8.Maintain adequate blood pressure to ensure tissue perfusion.
9.Early treatment of complications: closely monitor ECG and blood pressure, and pay attention to the mental status, respiration, sweating and peripheral circulation.
III. Major complications
1.Cardiac arrhythmia
(1) Closely observe the changes of heart rhythm and heart rate.
(2) If ventricular fibrillation occurs, promptly notify the doctor and defibrillate as soon as possible.
(3) Patients with severe atrioventricular block should have immediate external cardiac compressions or temporary pacing if needed.
2.Cardiogenic shock – heart pump failure
(1) Give high-flow oxygen, 4-6 l/min, to improve hypoxia and correct acidosis.
(2) Accurately record the in and out volume, maintain the balance of water, electrolytes and in and out volume.
(3) Closely observe the changes of the mind. Early irritability in cardiogenic shock and failure to correct shock in time may develop into indifference, unresponsiveness or even coma.
3.Acute left heart failure
(1) Give high-flow oxygen, 4-6 l/min, to improve hypoxia and correct acidosis.
(2) Observe the effect and side effects of therapeutic drugs.
(3) When using diuretics, pay attention to the balance of potassium, sodium and other electrolytes.
(4) Pay attention to blood pressure changes and strictly control the input rate.
(5) Pay attention to limiting sodium intake in the diet and prevent constipation to avoid aggravating left heart failure.
4.Heart rupture
(1) Onset is mostly in 2-7 days, after myocardial softening.
(2) Keep blood pressure stable, high blood pressure is a risk factor for heart rupture.
(3) Eliminate emotional stress.
(4) Keep the bowels open and remove the triggers.
IV. Nursing measures
1. Absolute bed rest is required in the first 24 hours after the onset of the disease.
2. Give soft stool or light laxatives to avoid increased physical exertion caused by forceful defecation.
3.Keep the environment quiet and instruct relaxation techniques.
4.Maintain oxygen supply, improve myocardial hypoxia, and adjust oxygen flow rate upwards when pain is increasing.
5.When pain increases, closely monitor changes in ECG, pulse, blood pressure and respiration.

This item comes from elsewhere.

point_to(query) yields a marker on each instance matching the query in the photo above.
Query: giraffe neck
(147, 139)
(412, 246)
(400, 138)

Follow the doctor’s prescription for morphine and assess the effect after recording the medication.
6.Assess for signs of decreased cardiac output, such as decreased blood pressure, abnormal heart rate and decreased urine output, fatigue and general weakness, and pale skin.
7.Accurately record the in and out volume.
8.Give an easily digestible diet during the acute period.